More information: https://www.ngm2022.fi/sessions/
Organizers: Maartje Roelofsen, Universitat Oberta de Catalunya, Joseph M. Cheer, Wakayama University and Benjamin Lucca Iaquinto, University of Hong Kong
Chair: Maartje Roelofsen, Universitat Oberta de Catalunya
This session wishes to bring together and explore scholarship on the geographies of tourism approached from a biopolitical perspective. Whilst the “management of bodies” has always been a constitutive part of tourism and its spatialities, the COVID-19 pandemic has prompted the emergence of entirely new states of exception and emergency regimes, geared towards tight restrictions and control over the mobility and embodied practices of millions of travellers and tourists. Debates in tourism over the “politics of life”, now more than ever, concern health and wellbeing at the level of the individual and population, not in the least because tourism has provided in many instances the socio-spatial conditions for the virus to spread. Yet, whilst tourism infrastructures such as hotels and cruise ships have functioned as vectors of the virus, they have also become essential spaces for quarantine and containment. Relatedly, this global crisis has provoked discussion on new forms of intervention imposed on bodily conduct and the associated practices of surveillance exercised by authorities and industry.

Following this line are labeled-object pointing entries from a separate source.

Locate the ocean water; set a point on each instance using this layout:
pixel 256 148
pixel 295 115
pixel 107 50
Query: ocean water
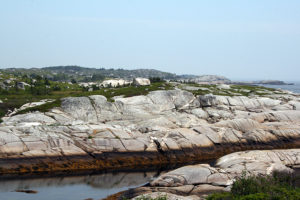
pixel 73 187
pixel 293 88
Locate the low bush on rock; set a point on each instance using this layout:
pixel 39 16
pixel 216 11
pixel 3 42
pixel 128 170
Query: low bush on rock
pixel 274 187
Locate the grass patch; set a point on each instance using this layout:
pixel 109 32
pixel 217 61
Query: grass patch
pixel 163 197
pixel 12 101
pixel 42 108
pixel 273 187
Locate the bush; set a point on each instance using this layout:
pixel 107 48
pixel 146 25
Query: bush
pixel 273 187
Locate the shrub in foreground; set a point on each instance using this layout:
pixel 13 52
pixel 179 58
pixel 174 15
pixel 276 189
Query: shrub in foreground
pixel 273 187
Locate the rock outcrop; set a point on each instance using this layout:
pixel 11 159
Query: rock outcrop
pixel 141 81
pixel 193 181
pixel 160 128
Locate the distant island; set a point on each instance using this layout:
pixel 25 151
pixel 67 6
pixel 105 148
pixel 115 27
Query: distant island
pixel 85 74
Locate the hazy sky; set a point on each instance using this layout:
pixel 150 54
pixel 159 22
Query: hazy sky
pixel 240 39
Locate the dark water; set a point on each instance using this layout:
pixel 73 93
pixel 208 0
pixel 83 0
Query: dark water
pixel 293 88
pixel 73 187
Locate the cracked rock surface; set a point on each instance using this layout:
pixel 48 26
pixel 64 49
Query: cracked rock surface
pixel 159 128
pixel 194 181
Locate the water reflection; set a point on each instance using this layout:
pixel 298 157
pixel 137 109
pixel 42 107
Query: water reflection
pixel 73 187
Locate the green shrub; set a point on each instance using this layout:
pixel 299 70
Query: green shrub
pixel 273 187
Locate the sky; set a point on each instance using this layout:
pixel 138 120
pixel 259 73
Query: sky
pixel 239 39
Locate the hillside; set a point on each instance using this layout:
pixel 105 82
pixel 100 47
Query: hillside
pixel 66 73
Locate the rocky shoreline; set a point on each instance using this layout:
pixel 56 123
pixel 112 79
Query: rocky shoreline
pixel 160 128
pixel 196 181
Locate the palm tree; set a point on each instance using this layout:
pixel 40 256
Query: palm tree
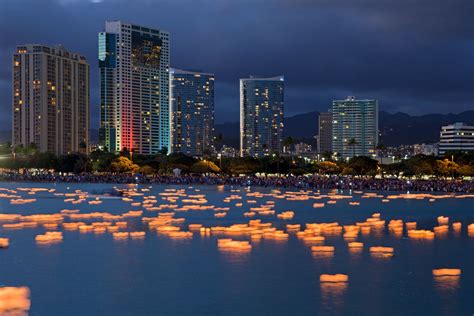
pixel 380 147
pixel 352 143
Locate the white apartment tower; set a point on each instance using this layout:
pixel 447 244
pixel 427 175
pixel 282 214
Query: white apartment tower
pixel 50 99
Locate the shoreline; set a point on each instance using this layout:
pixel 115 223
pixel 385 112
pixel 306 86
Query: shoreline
pixel 301 182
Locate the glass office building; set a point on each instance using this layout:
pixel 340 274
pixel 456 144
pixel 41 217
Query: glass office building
pixel 192 112
pixel 134 88
pixel 354 127
pixel 261 116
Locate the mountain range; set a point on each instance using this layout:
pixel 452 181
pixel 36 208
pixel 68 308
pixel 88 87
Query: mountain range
pixel 395 128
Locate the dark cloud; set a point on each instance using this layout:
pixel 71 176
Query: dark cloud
pixel 414 56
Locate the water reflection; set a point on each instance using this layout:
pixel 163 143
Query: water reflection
pixel 14 301
pixel 332 295
pixel 447 283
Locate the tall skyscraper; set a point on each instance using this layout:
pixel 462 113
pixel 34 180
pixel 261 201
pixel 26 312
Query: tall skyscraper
pixel 192 112
pixel 50 99
pixel 325 132
pixel 261 116
pixel 134 88
pixel 456 137
pixel 354 127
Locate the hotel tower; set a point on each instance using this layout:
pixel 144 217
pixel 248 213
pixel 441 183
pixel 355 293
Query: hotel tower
pixel 192 112
pixel 261 116
pixel 134 88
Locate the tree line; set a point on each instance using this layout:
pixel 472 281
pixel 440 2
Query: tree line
pixel 453 164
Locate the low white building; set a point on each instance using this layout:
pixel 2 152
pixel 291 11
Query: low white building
pixel 456 137
pixel 425 149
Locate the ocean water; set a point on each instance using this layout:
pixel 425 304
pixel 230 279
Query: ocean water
pixel 91 274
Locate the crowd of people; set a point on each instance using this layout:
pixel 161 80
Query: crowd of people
pixel 299 182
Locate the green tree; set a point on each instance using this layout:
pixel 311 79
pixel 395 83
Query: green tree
pixel 352 143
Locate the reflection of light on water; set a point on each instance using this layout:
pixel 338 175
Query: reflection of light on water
pixel 381 255
pixel 355 252
pixel 447 283
pixel 323 256
pixel 235 256
pixel 14 301
pixel 332 294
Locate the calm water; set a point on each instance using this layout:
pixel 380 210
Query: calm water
pixel 91 274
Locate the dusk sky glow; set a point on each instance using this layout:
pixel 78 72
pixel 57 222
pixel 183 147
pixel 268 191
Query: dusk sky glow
pixel 413 56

In this session, we invite both conceptual and empirical papers that incorporate biopolitics as a form of analytics. We encourage both a re-visitation of classical biopolitical approaches to tourism, as well as re-imaginations of biopolitics (conceptually and politically) that foreground forms of affirmative ethics. We also welcome papers that push beyond anthropocentric understandings of biopolitics and reflect on how the biopolitical operates on/with more-than-human lives in tourism. Examples could include the bio- and necropolitical dimensions of conservation-based tourism, or, the entanglements of pathogens, environments and tourists in biosecurity regimes. Moreover, what role will digital technologies play in the reconfiguration of relationships between hosts and guests and the related spaces and practices of hospitality? And more generally, in this session, we would like to think through how a biopolitical lens is useful to analyse practices and regimes of mobility, security, in/exclusion in the context of tourism. Particularly but not exclusively in relation to the COVID-19 pandemic.